Piquet crashed at 260 km/h And told no one what came after
Spa, 1987. On the surface, it looked like just another Grand Prix weekend. Nelson Piquet, the reigning World Champion, was back in his Williams after that horrifying Imola crash. The cameras caught his usual swagger as he adjusted his gloves. The team radio crackled with familiar banter. Everything appeared normal.
Nobody saw the cracks.
Two weeks earlier at Imola, Piquet’s Williams had become a missile. A rear tire failure at 260 km/h sent him cannoning into the barriers with enough force to rattle his bones for weeks. The official report said “bruising.” The truth? His head was still swimming. Sleep came in short, panicked bursts when it came at all. The world would tilt unexpectedly, forcing him to steady himself against pit walls.

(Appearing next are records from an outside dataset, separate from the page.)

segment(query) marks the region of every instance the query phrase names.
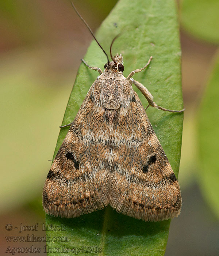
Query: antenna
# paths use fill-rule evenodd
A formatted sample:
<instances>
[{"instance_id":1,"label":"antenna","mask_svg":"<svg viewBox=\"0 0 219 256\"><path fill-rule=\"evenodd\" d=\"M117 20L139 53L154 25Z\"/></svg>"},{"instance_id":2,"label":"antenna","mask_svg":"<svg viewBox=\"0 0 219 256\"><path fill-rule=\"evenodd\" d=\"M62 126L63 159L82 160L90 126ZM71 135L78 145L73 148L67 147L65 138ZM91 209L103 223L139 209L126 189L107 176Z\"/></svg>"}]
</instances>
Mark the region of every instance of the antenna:
<instances>
[{"instance_id":1,"label":"antenna","mask_svg":"<svg viewBox=\"0 0 219 256\"><path fill-rule=\"evenodd\" d=\"M98 44L98 45L100 47L100 48L102 49L103 50L103 52L104 52L104 54L105 54L105 56L107 56L107 61L108 61L108 63L110 63L110 61L109 60L109 57L108 57L108 56L107 54L106 54L106 52L103 49L103 47L100 45L100 44L99 44L99 42L97 41L97 40L96 39L96 37L94 36L94 35L93 34L93 33L92 31L92 30L91 30L91 28L89 27L88 26L88 23L86 22L86 21L84 19L82 18L80 14L77 11L77 10L76 9L76 8L75 8L75 6L74 5L74 4L72 3L72 2L71 2L71 3L72 4L72 7L74 8L74 10L76 12L76 13L79 16L79 18L80 19L82 20L82 21L84 23L85 25L86 25L86 26L88 28L88 29L89 29L89 31L91 32L91 34L93 36L93 38L95 39L96 40L96 41L97 42L97 43ZM111 48L110 48L111 49ZM115 62L115 61L114 61Z\"/></svg>"}]
</instances>

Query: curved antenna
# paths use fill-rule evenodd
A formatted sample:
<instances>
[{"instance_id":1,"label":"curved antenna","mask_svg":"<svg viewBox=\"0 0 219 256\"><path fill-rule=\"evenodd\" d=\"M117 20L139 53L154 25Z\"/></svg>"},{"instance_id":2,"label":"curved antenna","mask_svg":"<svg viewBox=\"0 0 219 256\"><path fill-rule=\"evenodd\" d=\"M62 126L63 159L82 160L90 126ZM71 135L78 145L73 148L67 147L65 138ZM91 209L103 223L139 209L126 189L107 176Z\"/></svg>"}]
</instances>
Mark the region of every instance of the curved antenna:
<instances>
[{"instance_id":1,"label":"curved antenna","mask_svg":"<svg viewBox=\"0 0 219 256\"><path fill-rule=\"evenodd\" d=\"M91 28L89 27L88 26L88 23L86 22L86 21L83 19L80 14L78 12L77 10L76 9L76 8L75 8L75 6L74 5L74 4L72 3L72 2L71 2L71 4L72 4L72 7L74 8L74 11L76 12L76 13L79 16L79 18L80 19L82 20L82 21L84 23L85 25L86 25L86 26L88 28L88 29L89 29L89 31L91 32L91 34L93 36L93 38L95 39L96 40L96 41L97 42L97 43L98 44L98 45L100 47L100 48L102 49L103 50L103 52L104 52L104 54L105 54L105 56L107 56L107 61L108 61L108 64L110 63L110 61L109 60L109 57L108 57L108 55L106 54L106 52L103 49L103 47L100 45L99 44L99 42L97 41L97 40L96 39L96 37L95 37L94 35L93 34L93 33L92 31L92 30L91 30Z\"/></svg>"},{"instance_id":2,"label":"curved antenna","mask_svg":"<svg viewBox=\"0 0 219 256\"><path fill-rule=\"evenodd\" d=\"M111 45L110 45L110 57L111 57L111 59L112 60L114 61L114 64L115 65L116 65L116 60L114 59L114 57L112 57L112 44L114 43L114 41L115 41L115 40L118 38L118 37L120 35L120 34L118 34L115 36L114 39L112 39L112 42L111 43Z\"/></svg>"}]
</instances>

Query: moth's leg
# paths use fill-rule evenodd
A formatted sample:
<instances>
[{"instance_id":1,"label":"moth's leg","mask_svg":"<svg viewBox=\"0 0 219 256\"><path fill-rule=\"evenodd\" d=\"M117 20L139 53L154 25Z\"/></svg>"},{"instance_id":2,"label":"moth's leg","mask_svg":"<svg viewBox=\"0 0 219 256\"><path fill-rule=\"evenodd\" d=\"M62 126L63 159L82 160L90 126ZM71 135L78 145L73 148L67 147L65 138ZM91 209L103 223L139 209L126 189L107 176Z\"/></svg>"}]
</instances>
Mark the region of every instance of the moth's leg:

But this was 1980s F1. Weakness didn’t exist. Not when Nigel Mansell – his ferocious teammate – was waiting to pounce on any sign of vulnerability. Not when sponsors expected their champion to perform. So Piquet did what all the greats did: he lied.
The Tell
Those who knew Piquet well noticed the change immediately. The man who once called Mansell “an uneducated blockhead” was suddenly… respectful? “Nigel’s a fighter,” he told Italian journalists, the words tasting foreign in his mouth. Was this gamesmanship? Damage control? Or had staring death in the face at Imola softened the Brazilian’s legendary sharp tongue?
Qualifying told the real story. His lap times were respectable, but not electric. The old Piquet would’ve raged at being off pole. This version just nodded silently, his eyes distant. Every braking zone was a negotiation with his own body. Every high-speed corner demanded trust in reflexes that weren’t quite there yet.
The Unspoken Truth
What looked like a routine comeback was actually a high-wire act. Every journalist’s question about his health was met with a smirk and a joke. Every concerned glance from engineers was brushed off. The greatest performance of Piquet’s weekend wasn’t in the car – it was in the paddock, where he convinced the world nothing was wrong.
Only when the checkered flag fell did the mask slip slightly. As he unbuckled his helmet in parc ferme, there was a pause – just half a second too long – before he mustered the energy to wave to the crowd. The smile came a beat late. The usual theatrical gestures were dialed back.